The monad, autopoiesis and Christmas

If you were listening, the season brought the usual surge of Christmas music through all manner of electromagnetic transmission, wired and wireless, causing me to remember again my mild preoccupation with one tune in particular, namely – Do You Hear What I Hear? For the past few years I found myself listening more closely to the lyrics of this piece because, for me, they created an image related to the many things I have written about mathematics and cognition. I decided this year to try to pin down my thoughts more clearly, and share them.

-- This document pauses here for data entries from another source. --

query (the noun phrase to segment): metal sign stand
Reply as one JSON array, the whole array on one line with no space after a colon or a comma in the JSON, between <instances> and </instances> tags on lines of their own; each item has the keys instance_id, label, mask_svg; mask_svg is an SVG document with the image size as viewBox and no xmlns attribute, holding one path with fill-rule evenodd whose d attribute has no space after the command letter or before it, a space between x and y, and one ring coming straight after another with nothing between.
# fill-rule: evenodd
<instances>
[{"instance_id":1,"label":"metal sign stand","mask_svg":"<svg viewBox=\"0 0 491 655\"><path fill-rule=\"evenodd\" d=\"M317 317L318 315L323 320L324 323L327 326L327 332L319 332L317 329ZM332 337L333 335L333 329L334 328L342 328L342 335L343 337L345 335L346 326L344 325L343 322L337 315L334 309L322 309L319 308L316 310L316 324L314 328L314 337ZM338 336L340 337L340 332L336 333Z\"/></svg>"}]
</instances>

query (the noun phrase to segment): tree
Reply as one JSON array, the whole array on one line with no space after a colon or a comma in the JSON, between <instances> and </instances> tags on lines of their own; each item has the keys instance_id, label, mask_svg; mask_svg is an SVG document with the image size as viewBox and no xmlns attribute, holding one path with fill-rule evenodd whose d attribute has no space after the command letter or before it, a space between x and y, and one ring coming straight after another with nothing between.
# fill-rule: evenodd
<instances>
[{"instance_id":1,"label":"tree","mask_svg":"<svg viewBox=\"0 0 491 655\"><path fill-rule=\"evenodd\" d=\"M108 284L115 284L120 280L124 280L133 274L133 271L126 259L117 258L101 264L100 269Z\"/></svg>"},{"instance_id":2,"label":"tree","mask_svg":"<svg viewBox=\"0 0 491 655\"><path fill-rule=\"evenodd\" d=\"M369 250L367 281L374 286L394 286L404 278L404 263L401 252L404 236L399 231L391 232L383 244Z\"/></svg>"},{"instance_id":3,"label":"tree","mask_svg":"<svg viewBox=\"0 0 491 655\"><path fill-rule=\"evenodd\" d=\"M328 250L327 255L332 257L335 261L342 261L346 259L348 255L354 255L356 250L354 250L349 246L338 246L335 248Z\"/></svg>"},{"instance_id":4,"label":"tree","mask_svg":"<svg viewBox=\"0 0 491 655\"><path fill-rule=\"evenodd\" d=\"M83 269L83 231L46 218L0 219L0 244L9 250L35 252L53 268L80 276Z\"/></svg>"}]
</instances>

The song describes the ‘transfer of information,’ if you will, that moves through the wind to the lambs, from the lambs to a shepherd, from the shepherd to the king, and finally from the king to the people. It goes like this:

Said the night wind to the little lamb
Do you see what I see
Way up in the sky little lamb
Do you see what I see
A star, a star
Dancing in the night
With a tail as big as a kite
With a tail as big as a kite

Said the little lamb to the shepherd boy
Do you hear what I hear
Ringing through the sky shepherd boy
Do you hear what I hear
A song, a song
High above the trees
With a voice as big as the sea
With a voice as big as the sea

Said the shepherd boy to the mighty king
Do you know what I know
In your palace wall mighty king
Do you know what I know
A child, a child
Shivers in the cold
Let us bring him silver and gold
Let us bring him silver and gold

Said the king to the people everywhere
Listen to what I say
Pray for peace people everywhere
Listen to what I say
The child, the child
Sleeping in the night
He will bring us goodness and light
He will bring us goodness and light

The wind perceives and communicates what it sees to the lamb. The lamb hears the wind, as a song, a formulation, and somehow communicates what he hears to the boy. The boy then knows something, has a fully conscious perception, which he brings to the king (the one responsible for organizing the human world) and from there it is broadcast so that everyone knows.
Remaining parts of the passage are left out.